Thoughts on Cognition

Here are the steps I ran to test out Caffe on an AWS G2 instance. The current rates for running a g2.2xlarge is 65 cents/hour and using an EBS general purpose SSD is 10 cents per GB-month. So running these commands will cost you a couple of dollars.

1) Launch a GPU Instance with an HVM AMI. Here are some parameters I chose:

Datacenter: US East (N. Virginia)
AMI: Community AMIs -> Fedora -> Fedora_20_HVM_AMI
Instance Type: g2.2xlarge
Storage: 30 GB General Purpose SSD EBS volume

I encourage you to create a security group that only allows in SSH from your specific subnet.

2) Connect to your instance once it's running and you have the IP address (nn.nn.nn.nn). I use ssh from my local linux machine with the command that looks something like:

  ssh -X -i key_filename.pem fedora@nn.nn.nn.nn

2) Update and install some basic packages:


  # initial security updates

  sudo yum update -y

  # gcc toolchain

  sudo yum groupinstall -y "C Development Tools and Libraries"

  # git and stuff

  sudo yum groupinstall -y "Development tools"

  # for the nvidia driver

  sudo yum install -y kernel-devel dkms

  # for lspci, locate and wget

  sudo yum install -y pciutils mlocate wget

  # basic X11

  sudo yum install -y xorg-x11-apps xorg-x11-xauth

If you want to make sure you can see the see the GPU device on your PCI bus, run this:
lspci | grep NVIDIA
My output was:
00:03.0 VGA compatible controller: NVIDIA Corporation GK104GL [GRID K520] (rev a1)
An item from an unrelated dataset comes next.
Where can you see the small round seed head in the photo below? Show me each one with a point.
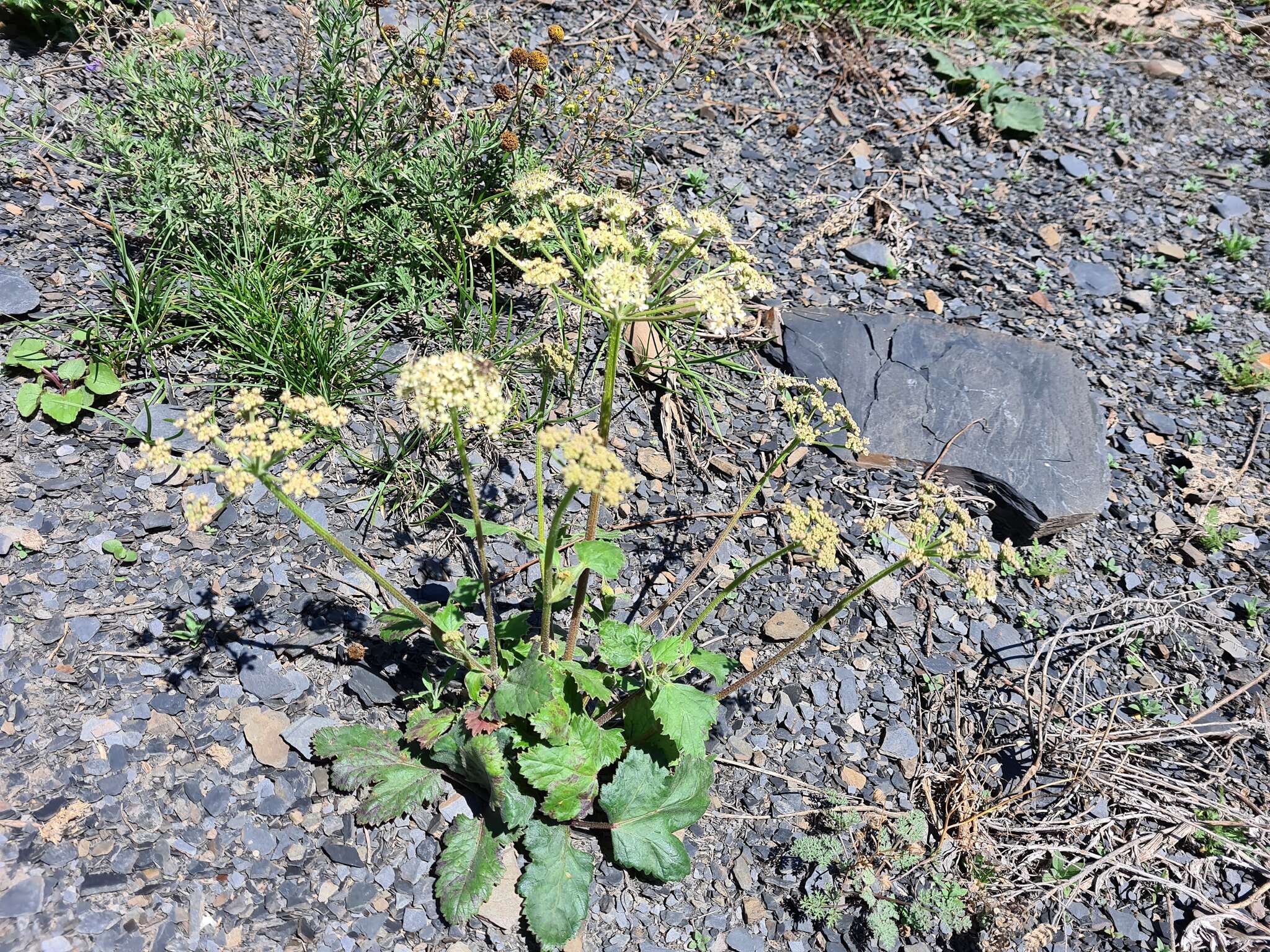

3) Install CUDA. Grab the CUDA repository RPM for Fedora from: https://developer.nvidia.com/cuda-downloads
I copied the URL and ran this command:

sudo rpm -Uvh http://developer.download.nvidia.com/compute/cuda/repos/fedora20/x86_64/cuda-repo-fedora20-6.5-14.x86_64.rpm

Also install the RPMFUSION repositry for akmods and other good stuff


    sudo rpm -Uvh http://download1.rpmfusion.org/free/fedora/rpmfusion-free-release-20.noarch.rpm

    sudo rpm -Uvh http://download1.rpmfusion.org/nonfree/fedora/rpmfusion-nonfree-release-20.noarch.rpm

Install CUDA with this command:
sudo yum install -y cuda

Make sure the nouveau driver is blacklisted on the latest kernel which you are about to reboot to. Edit grub.conf (sudo vi /etc/grub.conf) and make sure these parameters are added to the kernel option:
nouveau.modeset=0 rd.driver.blacklist=nouveau

For example, mine is:


  kernel /boot/vmlinuz-3.16.6-203.fc20.x86_64 ro root=UUID=f1d4c251-e4c9-408b-a7b8-f5a9be8511fd console=hvc0 LANG=en_US.UTF-8 nouveau.modeset=0 rd.driver.blacklist=nouveau video=vesa:off vga=normal

Add the CUDA libraries to your standard shared library path:
echo /usr/local/cuda/lib64 | sudo tee /etc/ld.so.conf.d/cuda-x86_64.conf

4) Now is a good time to reboot:
sudo reboot

Once you reconnect, if you want to make sure X11 forwarding works (the -X in the ssh command) then run the xlogo command and you should see an X window pop up on your desktop.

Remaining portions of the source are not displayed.